We validated the increased T cell-mediated cytotoxicity in combination-treated tumors by performing mIF for MHCI, GzmB, Cl casp3, and PanCK as a tumor cell marker, along with computational spatial analysis. In tumor regions with high MHCI expression, we observed abundant GzmB+ cells and increased Cl casp3 expression. In contrast, regions with low MHCI expression showed reduced levels of these markers (Fig. 7c). Co-expression analysis revealed that MHCI+ tumor cells significantly expressed more Cl casp3 compared to MHCI− tumor cells (Fig. 7d). Additionally, spatial analysis demonstrated that a higher number of GzmB+ cells were in close proximity (<150 μm radical distance) to MHCI+Cl casp3+ cells compared to MHCI− Cl casp3+ cells (Fig. 7e), supporting the critical role of MHCI in tumor immunogenicity and anti-tumor cytotoxicity in PDAC.

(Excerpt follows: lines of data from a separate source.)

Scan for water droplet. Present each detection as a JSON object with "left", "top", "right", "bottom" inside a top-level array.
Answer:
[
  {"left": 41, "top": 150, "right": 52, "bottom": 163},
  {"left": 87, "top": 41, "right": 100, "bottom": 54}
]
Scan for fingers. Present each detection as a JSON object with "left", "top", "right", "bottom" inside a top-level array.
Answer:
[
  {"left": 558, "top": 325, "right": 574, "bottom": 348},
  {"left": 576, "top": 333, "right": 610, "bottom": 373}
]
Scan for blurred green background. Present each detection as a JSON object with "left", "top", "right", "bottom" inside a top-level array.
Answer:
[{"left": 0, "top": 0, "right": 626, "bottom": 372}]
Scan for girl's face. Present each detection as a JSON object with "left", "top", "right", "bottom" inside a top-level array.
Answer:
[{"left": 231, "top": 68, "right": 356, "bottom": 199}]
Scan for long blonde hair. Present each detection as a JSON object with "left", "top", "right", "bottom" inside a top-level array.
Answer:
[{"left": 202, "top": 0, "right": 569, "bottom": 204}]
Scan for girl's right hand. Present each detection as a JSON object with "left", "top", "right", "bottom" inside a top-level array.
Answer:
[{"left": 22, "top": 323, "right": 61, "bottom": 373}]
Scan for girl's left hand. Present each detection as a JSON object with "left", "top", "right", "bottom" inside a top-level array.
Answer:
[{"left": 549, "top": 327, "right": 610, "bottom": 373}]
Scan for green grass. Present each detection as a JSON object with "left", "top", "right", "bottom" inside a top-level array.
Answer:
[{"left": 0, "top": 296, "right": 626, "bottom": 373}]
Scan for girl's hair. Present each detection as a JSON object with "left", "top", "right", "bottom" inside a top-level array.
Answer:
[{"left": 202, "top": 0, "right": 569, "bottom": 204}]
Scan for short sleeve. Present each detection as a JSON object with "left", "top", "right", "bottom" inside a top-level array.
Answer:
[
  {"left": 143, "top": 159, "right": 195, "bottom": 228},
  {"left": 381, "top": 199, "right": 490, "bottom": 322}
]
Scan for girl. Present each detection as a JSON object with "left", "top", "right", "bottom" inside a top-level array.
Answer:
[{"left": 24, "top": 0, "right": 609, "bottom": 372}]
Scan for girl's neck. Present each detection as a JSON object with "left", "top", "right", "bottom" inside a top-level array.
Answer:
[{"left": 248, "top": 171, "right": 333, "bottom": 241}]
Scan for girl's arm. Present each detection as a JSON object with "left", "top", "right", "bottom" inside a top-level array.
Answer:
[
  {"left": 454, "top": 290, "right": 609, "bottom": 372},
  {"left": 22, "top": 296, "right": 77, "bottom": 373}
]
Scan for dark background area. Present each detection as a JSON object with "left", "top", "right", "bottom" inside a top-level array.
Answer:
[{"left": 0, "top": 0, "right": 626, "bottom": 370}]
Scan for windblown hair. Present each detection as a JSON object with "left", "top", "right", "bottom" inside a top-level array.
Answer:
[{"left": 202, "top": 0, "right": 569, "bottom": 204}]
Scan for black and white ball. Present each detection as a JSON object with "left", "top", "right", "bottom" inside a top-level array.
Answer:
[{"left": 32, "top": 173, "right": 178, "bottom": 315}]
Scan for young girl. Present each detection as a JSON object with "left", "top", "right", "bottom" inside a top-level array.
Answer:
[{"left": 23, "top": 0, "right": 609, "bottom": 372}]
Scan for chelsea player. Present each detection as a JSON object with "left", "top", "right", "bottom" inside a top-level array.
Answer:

Our results demonstrate that MEKi induces GATA6-dependent MHCI upregulation in tumor cells. However, this effect is diminished by a treatment-induced transition to a different cell state, resulting in the loss of GATA6 expression. Combining MEKi with HDACi preserves the GATA6+ tumor cell population, leading to further enhancement of MHCI expression and increased anti-tumor cytotoxicity (Fig. 8).
Fig. 8: GATA6-dependent regulation of tumor MHCI expression and anti-tumor cytotoxicity.
Schematic diagram illustrating how GATA6-dependent MHCI expression in tumor cells is associated with enhanced antitumor cytotoxicity following combined MEK inhibitor (MEKi) and HDAC inhibitor (HDACi) treatment.